Purpose: Our goal is to describe the effect of race and ethnicity on stroke epidemiology, personal beliefs, access to care, response to treatment, and participation in clinical research. In addition, we seek to determine the state of knowledge on the main factors that may explain disparities in stroke care, with the goal of identifying gaps in knowledge to guide future research. The intended audience includes physicians, nurses, other healthcare professionals, and policy makers.
Methods: Members of the writing group were appointed by the American Heart Association Stroke Council Scientific Statement Oversight Committee and represent different areas of expertise in relation to racial-ethnic disparities in stroke care. The writing group reviewed the relevant literature, with an emphasis on reports published since 1972. The statement was approved by the writing group; the statement underwent peer review, then was approved by the American Heart Association Science Advisory and Coordinating Committee.
Results: There are limitations in the definitions of racial and ethnic categories currently in use. For the purpose of this statement, we used the racial categories defined by the US federal government: white, black or African American, Asian, American Indian/Alaskan Native, and Native Hawaiian/other Pacific Islander. There are 2 ethnic categories: people of Hispanic/Latino origin or not of Hispanic/Latino origin. There are differences in the distribution of the burden of risk factors, stroke incidence and prevalence, and stroke mortality among different racial and ethnic groups. In addition, there are disparities in stroke care between minority groups compared with whites. These disparities include lack of awareness of stroke symptoms and signs and lack of knowledge about the need for urgent treatment and the causal role of risk factors. There are also differences in attitudes, beliefs, and compliance among minorities compared with whites. Differences in socioeconomic status and insurance coverage, mistrust of the healthcare system, the relatively limited number of providers who are members of minority groups, and system limitations may contribute to disparities in access to or quality of care, which in turn might result in different rates of stroke morbidity and mortality. Cultural and language barriers probably also contribute to some of these disparities. Minorities use emergency medical services systems less, are often delayed in arriving at the emergency department, have longer waiting times in the emergency department, and are less likely to receive thrombolysis for acute ischemic stroke. Although unmeasured factors may play a role in these delays, the presence of bias in the delivery of care cannot be excluded. Minorities have equal access to rehabilitation services, although they experience longer stays and have poorer functional status than whites. Minorities are inadequately treated with both primary and secondary stroke prevention strategies compared with whites. Sparse data exist on racial-ethnic disparities in access to surgical care after intracerebral hemorrhage and subarachnoid hemorrhage. Participation of minorities in clinical research is limited. Barriers to participation in clinical research include beliefs, lack of trust, and limited awareness. Race is a contentious topic in biomedical research because race is not proven to be a surrogate for genetic constitution.

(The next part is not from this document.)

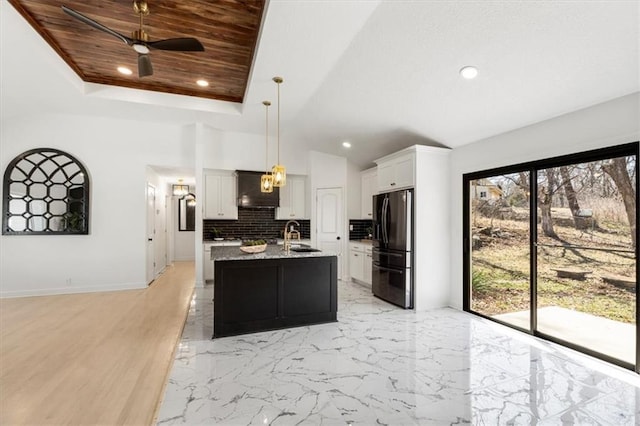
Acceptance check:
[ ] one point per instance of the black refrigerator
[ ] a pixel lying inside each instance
(392, 275)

Conclusions: There are limitations in the current definitions of race and ethnicity. Nevertheless, racial and ethnic disparities in stroke exist and include differences in the biological determinants of disease and disparities throughout the continuum of care, including access to and quality of care. Access to and participation in research is also limited among minority groups. Acknowledging the presence of disparities and understanding the factors that contribute to them are necessary first steps. More research is required to understand these differences and find solutions.